ANYBODY CAN APPLY THE NEW KNOWLEDGE

“The practical value of the experiment consists in the fact that any layman can apply it, with or without a knowledge of food values, though with more advantage if he possess than if he lack such knowledge. If the dietetic rules of the present experiment are followed, no self-denial as to foods is required. It is, however, absolutely necessary that there should be self-control enough to break up the habit of hurried eating to which modern civilization has brought us—habituating us, as it were, to eat against time.

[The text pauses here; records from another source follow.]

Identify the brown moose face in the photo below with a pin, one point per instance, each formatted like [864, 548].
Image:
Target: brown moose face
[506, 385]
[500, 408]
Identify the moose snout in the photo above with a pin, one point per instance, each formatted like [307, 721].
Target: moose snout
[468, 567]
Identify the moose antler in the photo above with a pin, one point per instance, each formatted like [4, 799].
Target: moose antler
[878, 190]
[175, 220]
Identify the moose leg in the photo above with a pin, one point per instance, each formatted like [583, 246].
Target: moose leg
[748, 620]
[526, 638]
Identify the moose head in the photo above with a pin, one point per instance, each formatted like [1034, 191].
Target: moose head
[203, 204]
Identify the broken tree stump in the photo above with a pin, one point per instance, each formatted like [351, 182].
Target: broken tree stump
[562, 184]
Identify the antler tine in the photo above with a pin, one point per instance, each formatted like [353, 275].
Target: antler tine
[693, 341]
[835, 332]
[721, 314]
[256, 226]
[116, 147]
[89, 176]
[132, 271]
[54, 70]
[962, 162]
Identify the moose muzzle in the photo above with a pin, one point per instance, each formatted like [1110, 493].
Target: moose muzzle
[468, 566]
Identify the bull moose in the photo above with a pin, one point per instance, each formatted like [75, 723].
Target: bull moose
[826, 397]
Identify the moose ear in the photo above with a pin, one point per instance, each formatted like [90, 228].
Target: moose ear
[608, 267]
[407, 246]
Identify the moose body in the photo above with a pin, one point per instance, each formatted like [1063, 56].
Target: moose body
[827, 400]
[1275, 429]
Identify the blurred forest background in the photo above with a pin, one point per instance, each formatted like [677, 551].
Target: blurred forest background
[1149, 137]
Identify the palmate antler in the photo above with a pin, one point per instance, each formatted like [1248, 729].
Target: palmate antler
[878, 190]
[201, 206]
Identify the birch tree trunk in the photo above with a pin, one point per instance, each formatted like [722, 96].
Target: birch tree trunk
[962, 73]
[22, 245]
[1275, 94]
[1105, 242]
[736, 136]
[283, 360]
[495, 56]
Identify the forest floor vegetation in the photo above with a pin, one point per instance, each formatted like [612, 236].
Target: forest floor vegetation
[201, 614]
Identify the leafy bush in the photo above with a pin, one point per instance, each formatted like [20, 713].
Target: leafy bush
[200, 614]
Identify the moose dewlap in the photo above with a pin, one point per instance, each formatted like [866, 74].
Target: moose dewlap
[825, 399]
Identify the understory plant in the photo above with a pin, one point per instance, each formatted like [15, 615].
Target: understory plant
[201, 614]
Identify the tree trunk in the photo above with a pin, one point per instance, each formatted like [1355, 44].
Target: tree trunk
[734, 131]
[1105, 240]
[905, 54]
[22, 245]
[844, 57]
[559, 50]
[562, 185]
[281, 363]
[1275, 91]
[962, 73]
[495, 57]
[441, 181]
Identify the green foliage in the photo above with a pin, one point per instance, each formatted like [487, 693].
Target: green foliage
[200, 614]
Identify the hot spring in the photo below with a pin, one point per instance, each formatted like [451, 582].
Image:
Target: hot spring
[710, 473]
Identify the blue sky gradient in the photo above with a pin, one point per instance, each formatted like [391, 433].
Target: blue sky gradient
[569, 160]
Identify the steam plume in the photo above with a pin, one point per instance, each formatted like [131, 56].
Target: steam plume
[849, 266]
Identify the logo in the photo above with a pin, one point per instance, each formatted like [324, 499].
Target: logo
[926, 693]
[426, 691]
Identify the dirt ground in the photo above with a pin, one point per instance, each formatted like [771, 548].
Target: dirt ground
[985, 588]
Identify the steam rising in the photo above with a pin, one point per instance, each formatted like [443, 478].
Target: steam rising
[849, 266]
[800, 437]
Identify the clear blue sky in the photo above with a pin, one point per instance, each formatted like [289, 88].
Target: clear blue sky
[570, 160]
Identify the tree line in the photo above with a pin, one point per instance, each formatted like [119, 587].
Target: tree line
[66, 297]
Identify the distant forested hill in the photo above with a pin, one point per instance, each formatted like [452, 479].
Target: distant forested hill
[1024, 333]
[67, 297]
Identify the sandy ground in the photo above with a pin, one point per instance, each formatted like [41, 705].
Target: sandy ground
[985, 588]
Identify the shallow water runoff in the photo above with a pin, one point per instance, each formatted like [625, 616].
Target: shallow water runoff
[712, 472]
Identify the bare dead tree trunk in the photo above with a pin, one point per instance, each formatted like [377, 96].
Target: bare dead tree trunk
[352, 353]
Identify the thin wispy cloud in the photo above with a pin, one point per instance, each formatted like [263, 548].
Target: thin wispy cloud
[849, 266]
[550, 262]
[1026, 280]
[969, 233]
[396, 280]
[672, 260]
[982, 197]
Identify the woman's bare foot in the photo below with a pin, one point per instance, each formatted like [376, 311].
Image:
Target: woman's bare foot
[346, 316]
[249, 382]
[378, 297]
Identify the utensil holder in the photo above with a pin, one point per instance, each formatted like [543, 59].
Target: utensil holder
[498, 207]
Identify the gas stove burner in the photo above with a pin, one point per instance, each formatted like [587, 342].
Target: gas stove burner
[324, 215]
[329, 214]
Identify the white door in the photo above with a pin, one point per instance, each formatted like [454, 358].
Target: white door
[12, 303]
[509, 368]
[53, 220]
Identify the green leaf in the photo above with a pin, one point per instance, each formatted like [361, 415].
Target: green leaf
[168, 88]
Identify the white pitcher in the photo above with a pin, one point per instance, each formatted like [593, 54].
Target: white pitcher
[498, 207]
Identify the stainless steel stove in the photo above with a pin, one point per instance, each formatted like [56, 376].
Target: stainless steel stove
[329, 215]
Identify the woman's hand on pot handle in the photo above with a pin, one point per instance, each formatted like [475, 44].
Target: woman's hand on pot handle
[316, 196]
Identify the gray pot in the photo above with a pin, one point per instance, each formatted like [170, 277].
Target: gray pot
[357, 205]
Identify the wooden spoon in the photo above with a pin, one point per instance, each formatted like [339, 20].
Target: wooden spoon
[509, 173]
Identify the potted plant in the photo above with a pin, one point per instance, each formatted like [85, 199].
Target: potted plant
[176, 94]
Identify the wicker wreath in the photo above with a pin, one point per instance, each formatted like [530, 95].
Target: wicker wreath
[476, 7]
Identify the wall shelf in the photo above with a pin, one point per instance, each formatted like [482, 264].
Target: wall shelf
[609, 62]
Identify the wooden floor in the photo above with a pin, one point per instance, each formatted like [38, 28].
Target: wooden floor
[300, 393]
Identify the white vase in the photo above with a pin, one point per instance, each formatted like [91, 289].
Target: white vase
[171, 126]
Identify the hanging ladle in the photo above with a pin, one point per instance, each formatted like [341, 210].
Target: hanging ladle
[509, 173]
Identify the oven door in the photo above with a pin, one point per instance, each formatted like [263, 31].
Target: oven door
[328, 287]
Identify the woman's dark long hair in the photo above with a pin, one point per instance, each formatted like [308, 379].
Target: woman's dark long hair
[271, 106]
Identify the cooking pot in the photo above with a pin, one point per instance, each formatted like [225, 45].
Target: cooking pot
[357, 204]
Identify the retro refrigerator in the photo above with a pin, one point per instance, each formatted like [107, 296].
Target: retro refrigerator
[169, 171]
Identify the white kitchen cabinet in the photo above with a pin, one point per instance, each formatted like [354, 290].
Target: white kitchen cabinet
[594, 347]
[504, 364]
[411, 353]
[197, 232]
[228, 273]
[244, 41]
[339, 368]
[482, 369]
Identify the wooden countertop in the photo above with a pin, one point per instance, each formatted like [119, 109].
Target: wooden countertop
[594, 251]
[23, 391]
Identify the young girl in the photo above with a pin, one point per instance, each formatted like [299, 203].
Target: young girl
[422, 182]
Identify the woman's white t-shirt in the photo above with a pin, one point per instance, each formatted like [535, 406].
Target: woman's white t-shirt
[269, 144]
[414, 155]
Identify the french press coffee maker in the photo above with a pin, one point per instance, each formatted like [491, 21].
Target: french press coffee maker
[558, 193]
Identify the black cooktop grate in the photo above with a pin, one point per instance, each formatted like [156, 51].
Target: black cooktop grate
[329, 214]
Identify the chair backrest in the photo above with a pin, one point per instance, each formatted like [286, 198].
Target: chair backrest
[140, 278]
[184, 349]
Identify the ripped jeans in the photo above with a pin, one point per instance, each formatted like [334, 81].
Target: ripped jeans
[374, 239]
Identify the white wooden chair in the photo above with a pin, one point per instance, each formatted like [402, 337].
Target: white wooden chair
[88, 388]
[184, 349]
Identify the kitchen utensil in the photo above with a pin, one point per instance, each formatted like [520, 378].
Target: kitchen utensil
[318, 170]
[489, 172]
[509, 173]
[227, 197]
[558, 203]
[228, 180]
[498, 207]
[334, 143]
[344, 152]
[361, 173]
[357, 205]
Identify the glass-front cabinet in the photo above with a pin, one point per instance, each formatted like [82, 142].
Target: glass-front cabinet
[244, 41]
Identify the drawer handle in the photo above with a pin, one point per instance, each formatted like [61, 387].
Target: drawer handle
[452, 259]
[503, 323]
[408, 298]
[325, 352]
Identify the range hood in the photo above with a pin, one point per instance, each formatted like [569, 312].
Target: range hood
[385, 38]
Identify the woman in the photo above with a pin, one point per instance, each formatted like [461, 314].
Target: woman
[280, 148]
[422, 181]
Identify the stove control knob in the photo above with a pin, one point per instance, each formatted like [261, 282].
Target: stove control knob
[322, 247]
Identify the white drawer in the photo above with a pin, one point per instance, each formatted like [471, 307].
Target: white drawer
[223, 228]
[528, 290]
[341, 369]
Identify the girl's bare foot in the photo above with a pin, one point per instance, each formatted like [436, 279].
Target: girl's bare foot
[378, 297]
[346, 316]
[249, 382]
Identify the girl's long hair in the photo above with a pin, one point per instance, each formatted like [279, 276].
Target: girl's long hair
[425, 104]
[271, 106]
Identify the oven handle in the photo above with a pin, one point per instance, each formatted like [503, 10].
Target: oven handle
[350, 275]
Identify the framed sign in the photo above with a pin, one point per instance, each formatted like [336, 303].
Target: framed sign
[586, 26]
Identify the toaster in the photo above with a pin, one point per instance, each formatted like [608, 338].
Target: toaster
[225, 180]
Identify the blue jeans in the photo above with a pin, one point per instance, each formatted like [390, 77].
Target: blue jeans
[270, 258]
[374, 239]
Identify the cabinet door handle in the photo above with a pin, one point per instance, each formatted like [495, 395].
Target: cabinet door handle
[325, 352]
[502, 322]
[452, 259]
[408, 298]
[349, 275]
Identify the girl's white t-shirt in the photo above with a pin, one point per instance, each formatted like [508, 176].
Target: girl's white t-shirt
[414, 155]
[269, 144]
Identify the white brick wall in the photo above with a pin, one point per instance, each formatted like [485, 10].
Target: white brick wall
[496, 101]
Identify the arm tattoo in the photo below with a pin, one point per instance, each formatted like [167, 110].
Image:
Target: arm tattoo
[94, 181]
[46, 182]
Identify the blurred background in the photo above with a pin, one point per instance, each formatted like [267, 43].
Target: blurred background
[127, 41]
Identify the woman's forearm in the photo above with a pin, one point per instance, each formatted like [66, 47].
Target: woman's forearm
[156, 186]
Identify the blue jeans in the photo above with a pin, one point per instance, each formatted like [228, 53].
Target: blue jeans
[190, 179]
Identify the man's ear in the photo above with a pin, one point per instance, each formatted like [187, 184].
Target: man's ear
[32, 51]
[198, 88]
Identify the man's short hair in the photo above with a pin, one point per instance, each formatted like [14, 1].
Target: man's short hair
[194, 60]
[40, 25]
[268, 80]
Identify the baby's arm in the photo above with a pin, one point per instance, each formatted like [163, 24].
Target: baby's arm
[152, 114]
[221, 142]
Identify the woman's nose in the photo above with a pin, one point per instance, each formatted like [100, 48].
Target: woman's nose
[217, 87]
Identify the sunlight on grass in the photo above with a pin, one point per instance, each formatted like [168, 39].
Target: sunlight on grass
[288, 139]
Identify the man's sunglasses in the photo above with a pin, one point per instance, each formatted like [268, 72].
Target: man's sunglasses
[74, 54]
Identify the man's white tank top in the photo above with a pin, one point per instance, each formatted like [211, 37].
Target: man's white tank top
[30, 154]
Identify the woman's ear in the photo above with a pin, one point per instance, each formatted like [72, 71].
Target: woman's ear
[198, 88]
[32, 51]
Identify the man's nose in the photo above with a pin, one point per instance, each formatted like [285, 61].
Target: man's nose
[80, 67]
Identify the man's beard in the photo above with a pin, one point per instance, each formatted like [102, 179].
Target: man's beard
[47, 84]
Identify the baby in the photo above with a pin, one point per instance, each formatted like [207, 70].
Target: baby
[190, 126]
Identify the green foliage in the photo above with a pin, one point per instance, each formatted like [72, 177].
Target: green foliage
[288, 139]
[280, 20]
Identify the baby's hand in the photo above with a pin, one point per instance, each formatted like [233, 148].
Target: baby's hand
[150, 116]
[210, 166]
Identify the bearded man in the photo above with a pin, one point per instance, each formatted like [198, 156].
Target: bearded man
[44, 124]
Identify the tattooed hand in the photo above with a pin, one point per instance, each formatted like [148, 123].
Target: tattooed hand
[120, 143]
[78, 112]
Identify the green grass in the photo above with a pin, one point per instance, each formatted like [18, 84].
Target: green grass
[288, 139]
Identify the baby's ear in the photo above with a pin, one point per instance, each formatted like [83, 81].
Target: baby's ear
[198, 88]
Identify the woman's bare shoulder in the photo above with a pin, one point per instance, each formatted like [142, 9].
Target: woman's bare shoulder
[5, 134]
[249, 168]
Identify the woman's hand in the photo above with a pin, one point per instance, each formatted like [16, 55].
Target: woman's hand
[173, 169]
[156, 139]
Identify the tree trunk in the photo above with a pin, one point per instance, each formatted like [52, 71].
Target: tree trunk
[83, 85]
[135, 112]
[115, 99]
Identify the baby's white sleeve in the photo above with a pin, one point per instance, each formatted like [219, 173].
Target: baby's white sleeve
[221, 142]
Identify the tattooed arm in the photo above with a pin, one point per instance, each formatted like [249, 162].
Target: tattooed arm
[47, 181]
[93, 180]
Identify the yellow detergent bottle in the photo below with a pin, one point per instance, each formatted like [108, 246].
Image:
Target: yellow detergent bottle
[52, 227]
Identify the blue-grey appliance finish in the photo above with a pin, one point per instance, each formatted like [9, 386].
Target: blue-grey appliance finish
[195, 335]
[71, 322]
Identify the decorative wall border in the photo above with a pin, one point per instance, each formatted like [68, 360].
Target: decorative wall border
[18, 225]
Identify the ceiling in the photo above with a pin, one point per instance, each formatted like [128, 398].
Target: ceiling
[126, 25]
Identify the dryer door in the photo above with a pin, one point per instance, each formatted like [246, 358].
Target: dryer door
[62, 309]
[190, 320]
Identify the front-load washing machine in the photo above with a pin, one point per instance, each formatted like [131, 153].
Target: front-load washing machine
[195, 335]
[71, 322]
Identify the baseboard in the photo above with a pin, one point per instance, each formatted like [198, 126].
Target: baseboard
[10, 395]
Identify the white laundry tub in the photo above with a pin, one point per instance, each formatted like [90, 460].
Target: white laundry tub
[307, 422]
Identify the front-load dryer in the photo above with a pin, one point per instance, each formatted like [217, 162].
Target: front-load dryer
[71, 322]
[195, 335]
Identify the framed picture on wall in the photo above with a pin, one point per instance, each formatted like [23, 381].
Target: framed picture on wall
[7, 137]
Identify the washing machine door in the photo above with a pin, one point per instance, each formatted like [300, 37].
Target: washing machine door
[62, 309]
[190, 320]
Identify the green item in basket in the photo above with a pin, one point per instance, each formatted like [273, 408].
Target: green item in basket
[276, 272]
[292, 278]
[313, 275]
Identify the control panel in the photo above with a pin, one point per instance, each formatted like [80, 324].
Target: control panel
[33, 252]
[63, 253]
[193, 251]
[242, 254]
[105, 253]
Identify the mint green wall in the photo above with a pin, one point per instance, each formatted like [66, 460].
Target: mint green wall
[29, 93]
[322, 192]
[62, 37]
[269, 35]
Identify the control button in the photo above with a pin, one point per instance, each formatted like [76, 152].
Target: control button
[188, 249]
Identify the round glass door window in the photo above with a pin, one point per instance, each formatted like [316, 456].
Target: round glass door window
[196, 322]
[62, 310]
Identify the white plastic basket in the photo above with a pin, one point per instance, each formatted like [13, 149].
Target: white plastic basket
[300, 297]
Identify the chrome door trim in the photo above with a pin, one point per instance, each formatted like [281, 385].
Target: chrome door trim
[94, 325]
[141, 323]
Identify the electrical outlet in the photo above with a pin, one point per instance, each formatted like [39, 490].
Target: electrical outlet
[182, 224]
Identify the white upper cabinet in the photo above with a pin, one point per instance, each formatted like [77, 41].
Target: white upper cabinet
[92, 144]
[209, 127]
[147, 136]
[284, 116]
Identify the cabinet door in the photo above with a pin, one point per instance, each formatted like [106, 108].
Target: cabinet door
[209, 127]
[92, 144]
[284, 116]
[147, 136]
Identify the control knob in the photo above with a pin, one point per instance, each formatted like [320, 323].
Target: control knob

“Experience indicates that appetite does not lead to a diet fixed in amount or constituents, but moves in undulating waves or cycles. The men who took part in the experiment were encouraged, after any of the symptoms which seemed to be associated with high proteid (such as heaviness, sleepiness, stiffness, or soreness after exercise, or catching cold), to cut down on their proteid and substitute fat to restrain the gastric juice. This advice was intended to make application of the theories of Folin that we usually carry a reservoir of proteid, enough to supply our needs for body-building for a fortnight. If this reservoir is exhausted, proteid starvation occurs and the body feeds on itself; if it is filled too far it overflows and causes the evils of excessive proteid. If this theory is correct, the art of eating may consist largely in maintaining a golden mean, such that the proteid reservoir is neither empty nor overflowing much. Many persons fear to reduce their proteid to the Chittenden minimum for fear of proteid starvation; but the experience of those who have tried it would seem to show that this fear is groundless, provided no violence is done to natural appetite. This may be trusted, so it would appear, to raise a warning in the form of ‘nitrogen hunger,’ before the danger point is reached.” In other words, the body will ask in the language of hunger for proteid food, if you are not eating as much as you should. Professor Fisher considers that an amount of meat equivalent to about one small chop will supply all the proteid necessary in the daily ration, since proteid is also consumed in bread, potatoes and nearly all other foods.

It might be added that one of the writers has found the remedy for continual bilious headaches in the rigid exclusion from his diet of all foods that are rich in proteids, including meat, fish, eggs, milk, cheese, peas and beans; and maintains weight and working efficiency upon such amount of proteid as he derives from ordinary breadstuffs. He has found that the craving for high proteid foods soon disappears if it is not gratified; and that the quantity of bread, potatoes, etc., which the average person would eat at dinner and supper supplies all the nitrogen which his system needs, without leaving any to cause autointoxication.